So everyone has been waiting for a sign from the throne of St.
Augustine. Archbishop of Canterbury Rowan Williams has been pulled in
both directions, although his progressive views on sexuality are well
known.

"What is the current tension in the Anglican Communion actually
about? Plenty of people are confident that they know the answer,"
wrote Williams, in a letter this week to the Anglican primates. "It's
about gay bishops, or possibly women bishops. The American Church is
in favor and others are against -- and the Church of England is not
sure (as usual)."

But this is a conflict inside a global, sacramental communion, he
stressed. It cannot be debated in political terms.

Anglicans can even appreciate the role homosexuals have played in
church life, he said, yet believe that this "doesn't settle the
question of whether the Christian Church has the freedom, on the
basis of the Bible, and its historic teachings, to bless homosexual
partnerships as a clear expression of God's will. That is disputed
among Christians, and, as a bare matter of fact, only a small
minority would answer yes to the question."

Thus, Williams believes it's time for Anglicans to write a covenant
that would bind the communion together on crucial points of ancient
Christian doctrine and practice.

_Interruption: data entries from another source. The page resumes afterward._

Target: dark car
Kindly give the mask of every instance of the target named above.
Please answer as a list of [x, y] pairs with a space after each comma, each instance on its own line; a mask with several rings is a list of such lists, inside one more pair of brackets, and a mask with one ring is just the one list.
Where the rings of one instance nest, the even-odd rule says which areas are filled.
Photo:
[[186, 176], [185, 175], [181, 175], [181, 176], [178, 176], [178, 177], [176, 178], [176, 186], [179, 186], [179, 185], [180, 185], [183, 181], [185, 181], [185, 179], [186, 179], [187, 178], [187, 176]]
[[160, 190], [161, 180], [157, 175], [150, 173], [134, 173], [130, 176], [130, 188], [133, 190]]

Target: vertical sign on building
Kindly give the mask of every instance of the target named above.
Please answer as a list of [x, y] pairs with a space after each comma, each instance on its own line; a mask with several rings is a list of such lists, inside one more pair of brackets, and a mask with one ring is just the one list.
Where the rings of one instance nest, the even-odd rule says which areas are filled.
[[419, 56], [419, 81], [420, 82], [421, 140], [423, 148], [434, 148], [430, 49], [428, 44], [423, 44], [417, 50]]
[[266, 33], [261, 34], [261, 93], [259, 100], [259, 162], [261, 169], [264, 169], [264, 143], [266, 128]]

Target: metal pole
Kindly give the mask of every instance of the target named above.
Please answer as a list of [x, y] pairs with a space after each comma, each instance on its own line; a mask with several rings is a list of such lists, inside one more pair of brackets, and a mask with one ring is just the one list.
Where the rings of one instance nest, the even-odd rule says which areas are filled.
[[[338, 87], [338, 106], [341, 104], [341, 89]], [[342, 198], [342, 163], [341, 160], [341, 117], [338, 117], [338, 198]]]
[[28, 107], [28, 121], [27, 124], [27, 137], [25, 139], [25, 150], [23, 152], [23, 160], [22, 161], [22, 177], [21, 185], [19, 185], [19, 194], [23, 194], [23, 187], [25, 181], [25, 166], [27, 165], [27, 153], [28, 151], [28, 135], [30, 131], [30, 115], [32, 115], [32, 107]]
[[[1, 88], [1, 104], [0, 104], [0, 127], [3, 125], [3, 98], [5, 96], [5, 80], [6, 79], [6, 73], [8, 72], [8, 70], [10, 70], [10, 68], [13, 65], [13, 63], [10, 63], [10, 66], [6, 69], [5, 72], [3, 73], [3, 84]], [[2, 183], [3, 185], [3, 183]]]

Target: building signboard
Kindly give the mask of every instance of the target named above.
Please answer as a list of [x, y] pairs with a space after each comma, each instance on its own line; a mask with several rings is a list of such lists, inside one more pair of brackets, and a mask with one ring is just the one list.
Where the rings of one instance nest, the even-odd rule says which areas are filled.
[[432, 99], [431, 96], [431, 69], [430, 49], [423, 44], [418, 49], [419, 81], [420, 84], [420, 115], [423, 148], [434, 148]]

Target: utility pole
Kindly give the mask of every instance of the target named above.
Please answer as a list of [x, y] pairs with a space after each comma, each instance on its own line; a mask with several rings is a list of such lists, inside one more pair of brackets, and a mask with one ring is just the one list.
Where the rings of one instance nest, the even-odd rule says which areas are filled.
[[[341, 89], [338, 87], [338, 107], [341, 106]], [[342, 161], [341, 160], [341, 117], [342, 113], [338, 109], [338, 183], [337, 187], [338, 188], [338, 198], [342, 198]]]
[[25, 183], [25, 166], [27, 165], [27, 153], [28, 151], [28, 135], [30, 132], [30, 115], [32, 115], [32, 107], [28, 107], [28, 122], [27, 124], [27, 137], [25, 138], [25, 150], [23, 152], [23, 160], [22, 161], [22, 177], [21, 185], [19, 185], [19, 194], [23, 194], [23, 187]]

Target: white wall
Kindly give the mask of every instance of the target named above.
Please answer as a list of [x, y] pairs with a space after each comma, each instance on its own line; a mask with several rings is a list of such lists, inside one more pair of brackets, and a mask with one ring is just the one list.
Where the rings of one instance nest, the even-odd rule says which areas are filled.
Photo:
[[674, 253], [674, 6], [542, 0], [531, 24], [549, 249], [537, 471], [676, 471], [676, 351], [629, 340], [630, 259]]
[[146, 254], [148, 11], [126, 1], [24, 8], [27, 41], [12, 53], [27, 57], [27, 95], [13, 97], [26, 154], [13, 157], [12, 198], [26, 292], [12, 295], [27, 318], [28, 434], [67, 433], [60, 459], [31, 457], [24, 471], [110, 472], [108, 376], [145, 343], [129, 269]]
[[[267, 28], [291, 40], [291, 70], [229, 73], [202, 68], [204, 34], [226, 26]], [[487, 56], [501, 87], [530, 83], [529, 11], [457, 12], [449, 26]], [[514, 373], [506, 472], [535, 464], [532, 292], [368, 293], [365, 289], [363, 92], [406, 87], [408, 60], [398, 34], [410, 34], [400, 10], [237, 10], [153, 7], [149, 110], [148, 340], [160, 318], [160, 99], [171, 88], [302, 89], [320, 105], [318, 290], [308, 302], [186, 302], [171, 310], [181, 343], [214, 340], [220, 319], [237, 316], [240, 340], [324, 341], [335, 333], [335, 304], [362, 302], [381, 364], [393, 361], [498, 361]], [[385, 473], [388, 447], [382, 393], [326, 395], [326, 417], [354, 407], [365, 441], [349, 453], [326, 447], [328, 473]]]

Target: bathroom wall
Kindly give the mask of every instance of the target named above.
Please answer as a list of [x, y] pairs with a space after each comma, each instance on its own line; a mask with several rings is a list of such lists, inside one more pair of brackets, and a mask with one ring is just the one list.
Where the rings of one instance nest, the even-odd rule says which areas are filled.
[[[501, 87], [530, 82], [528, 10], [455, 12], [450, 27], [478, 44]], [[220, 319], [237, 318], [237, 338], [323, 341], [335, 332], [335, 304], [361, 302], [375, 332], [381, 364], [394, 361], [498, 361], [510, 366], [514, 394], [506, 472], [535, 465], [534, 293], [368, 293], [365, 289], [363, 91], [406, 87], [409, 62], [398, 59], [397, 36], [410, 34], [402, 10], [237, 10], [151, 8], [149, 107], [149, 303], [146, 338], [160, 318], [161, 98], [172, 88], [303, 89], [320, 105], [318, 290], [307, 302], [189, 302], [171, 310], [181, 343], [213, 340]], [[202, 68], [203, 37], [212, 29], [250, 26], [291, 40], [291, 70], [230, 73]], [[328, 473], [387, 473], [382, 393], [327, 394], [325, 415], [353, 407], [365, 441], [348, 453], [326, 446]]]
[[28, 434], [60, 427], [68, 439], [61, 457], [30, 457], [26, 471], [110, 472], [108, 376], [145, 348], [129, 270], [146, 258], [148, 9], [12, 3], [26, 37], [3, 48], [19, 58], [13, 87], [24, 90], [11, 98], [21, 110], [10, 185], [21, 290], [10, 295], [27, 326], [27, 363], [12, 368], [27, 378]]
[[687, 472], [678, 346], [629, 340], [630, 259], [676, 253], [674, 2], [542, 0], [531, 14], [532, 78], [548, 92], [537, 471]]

Liberal churches that declined to
sign would become "associate" members of the communion and remain
linked by bonds of history and friendship -- but not "constituent"
members at the legal and sacramental levels.

Anglicanism would split, along lines defined by the global majority.

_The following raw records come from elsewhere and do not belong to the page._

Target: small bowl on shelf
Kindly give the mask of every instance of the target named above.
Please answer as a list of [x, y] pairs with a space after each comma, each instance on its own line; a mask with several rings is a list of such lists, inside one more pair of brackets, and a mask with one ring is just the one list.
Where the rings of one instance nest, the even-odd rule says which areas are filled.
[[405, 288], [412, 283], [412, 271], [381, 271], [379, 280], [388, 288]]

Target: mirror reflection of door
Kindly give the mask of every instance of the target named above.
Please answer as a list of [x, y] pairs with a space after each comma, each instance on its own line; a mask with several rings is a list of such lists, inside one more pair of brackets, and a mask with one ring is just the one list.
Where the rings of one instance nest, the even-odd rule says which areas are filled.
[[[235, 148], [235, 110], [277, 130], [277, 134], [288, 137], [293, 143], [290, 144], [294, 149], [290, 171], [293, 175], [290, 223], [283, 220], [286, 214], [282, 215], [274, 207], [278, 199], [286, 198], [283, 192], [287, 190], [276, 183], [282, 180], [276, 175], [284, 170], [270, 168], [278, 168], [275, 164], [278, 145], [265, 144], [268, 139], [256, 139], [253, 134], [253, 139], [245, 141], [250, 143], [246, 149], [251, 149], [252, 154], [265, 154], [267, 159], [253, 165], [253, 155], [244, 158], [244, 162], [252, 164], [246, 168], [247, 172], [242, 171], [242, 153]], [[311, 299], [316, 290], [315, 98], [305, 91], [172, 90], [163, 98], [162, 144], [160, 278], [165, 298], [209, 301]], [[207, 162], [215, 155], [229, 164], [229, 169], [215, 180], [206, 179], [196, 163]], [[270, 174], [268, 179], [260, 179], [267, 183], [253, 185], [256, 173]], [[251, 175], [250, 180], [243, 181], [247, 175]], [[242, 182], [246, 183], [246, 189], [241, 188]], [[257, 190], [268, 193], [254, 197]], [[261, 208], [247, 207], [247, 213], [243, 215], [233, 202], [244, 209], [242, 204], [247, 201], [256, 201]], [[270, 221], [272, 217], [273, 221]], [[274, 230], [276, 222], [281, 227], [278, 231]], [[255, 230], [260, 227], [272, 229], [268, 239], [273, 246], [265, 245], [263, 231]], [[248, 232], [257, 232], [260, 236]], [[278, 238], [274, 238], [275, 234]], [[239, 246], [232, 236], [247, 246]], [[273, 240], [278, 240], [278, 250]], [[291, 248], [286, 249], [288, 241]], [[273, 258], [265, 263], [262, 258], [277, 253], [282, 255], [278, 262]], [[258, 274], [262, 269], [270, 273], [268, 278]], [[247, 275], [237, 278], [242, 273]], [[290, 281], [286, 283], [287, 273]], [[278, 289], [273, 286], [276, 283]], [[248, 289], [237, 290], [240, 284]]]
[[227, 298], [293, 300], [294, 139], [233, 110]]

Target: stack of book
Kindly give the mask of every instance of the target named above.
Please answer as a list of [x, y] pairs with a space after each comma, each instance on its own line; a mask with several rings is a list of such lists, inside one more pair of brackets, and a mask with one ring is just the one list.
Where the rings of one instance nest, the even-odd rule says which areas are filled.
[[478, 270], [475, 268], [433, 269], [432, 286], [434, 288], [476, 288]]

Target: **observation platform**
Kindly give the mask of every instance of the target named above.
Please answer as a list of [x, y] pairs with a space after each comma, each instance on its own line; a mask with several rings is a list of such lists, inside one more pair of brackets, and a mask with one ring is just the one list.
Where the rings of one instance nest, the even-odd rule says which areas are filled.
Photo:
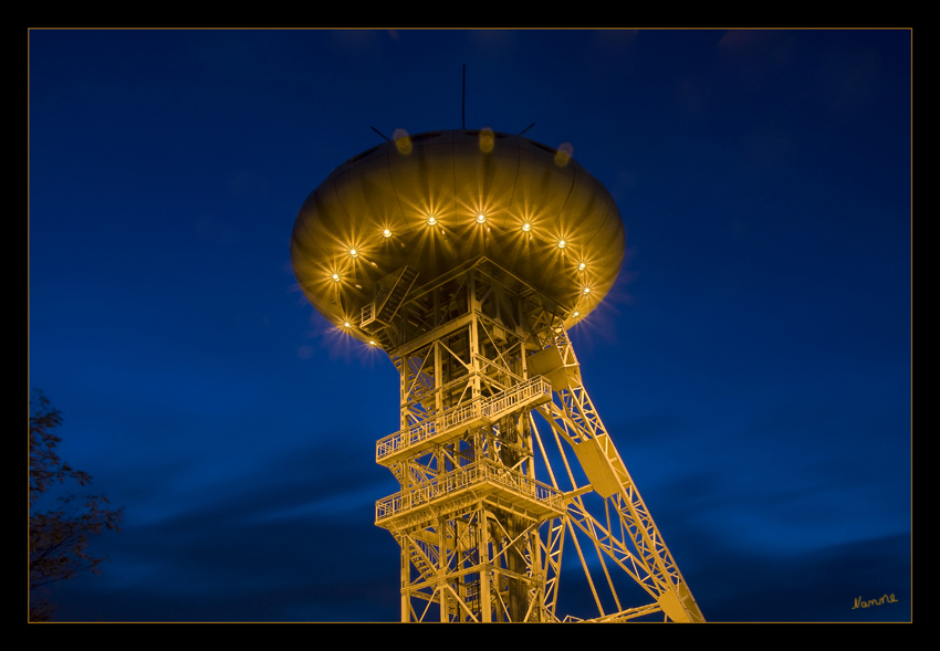
[[476, 398], [440, 412], [434, 420], [419, 422], [379, 439], [375, 448], [376, 463], [388, 466], [429, 450], [441, 440], [462, 434], [470, 428], [490, 424], [512, 411], [530, 405], [543, 405], [551, 399], [552, 382], [543, 376], [531, 378], [489, 398]]
[[501, 505], [508, 511], [536, 521], [562, 515], [565, 511], [565, 494], [562, 491], [519, 471], [481, 459], [379, 500], [375, 503], [375, 524], [394, 527], [399, 521], [419, 519], [425, 512], [431, 515], [436, 506], [459, 503], [464, 496], [473, 500], [494, 498], [502, 502]]

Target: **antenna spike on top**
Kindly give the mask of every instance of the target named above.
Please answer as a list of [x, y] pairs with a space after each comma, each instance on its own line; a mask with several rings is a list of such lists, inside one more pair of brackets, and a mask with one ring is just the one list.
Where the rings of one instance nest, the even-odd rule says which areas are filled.
[[[375, 128], [375, 127], [369, 127], [369, 128], [370, 128], [372, 130], [374, 130], [376, 134], [378, 134], [379, 136], [382, 136], [383, 138], [385, 138], [386, 140], [388, 140], [388, 136], [386, 136], [385, 134], [383, 134], [383, 133], [382, 133], [380, 130], [378, 130], [377, 128]], [[390, 141], [390, 140], [389, 140], [389, 141]]]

"Some actions -- and sacramental actions in particular -- just do
have the effect of putting a Church outside or even across the
central stream of the life they have shared with other Churches,"
wrote Williams. "It isn't a question of throwing people into outer
darkness, but of recognizing that actions have consequences -- and
that actions believed in good faith to be 'prophetic' in their
radicalism are likely to have costly consequences."

What would this look like in practice? The relationship, said the
archbishop, would not be "unlike that between the Church of England
and the Methodist Church," which broke away from Anglicanism in 1791.

The Episcopal Church posted the Williams letter on its website,
without initial comment. However, activists on both sides quickly
linked Canterbury's sobering epistle with the decision during their
recent General Convention to change the church's name from the
Protestant Episcopal Church in the United States of America to the
Episcopal Church -- period. This underlined the fact that it already
includes small jurisdictions in the Caribbean, Latin America and
Europe. Might it soon include Canada, New Zealand, Scotland other
churches that reject a doctrinal covenant?

Money will be an issue as Anglican leaders write their covenant.

The older, richer churches control massive endowments, pensions,
seminaries, properties and the ecclesiastical structures in their
lands. They control the resources of the past and will use them to
defend what they believe is the theology of the future.

However, traditionalists in the Third World and in some giant
American parishes are thriving in the here and now. They believe they
can use the resources of the present to defend the theology of the
past.

It's crucial that Williams repeatedly stressed that changes are
coming no matter what, said Father David Roseberry, rector of the
4,500-member Christ Church in Plano, Texas. This week, the parish
announced that it would leave the Episcopal Church, while striving to
remain in the Anglican Communion.

"I'm impressed that Rowan Williams is not willing to sacrifice the
doctrine, discipline and worship of Anglicanism in order to accept
the doctrine, discipline and worship of the modern Episcopal Church,"
said Roseberry. "In fact, it appears that he is sacrificing his own
personal views in order to preserve the unity of the church. This is
exactly what we believe a bishop should do."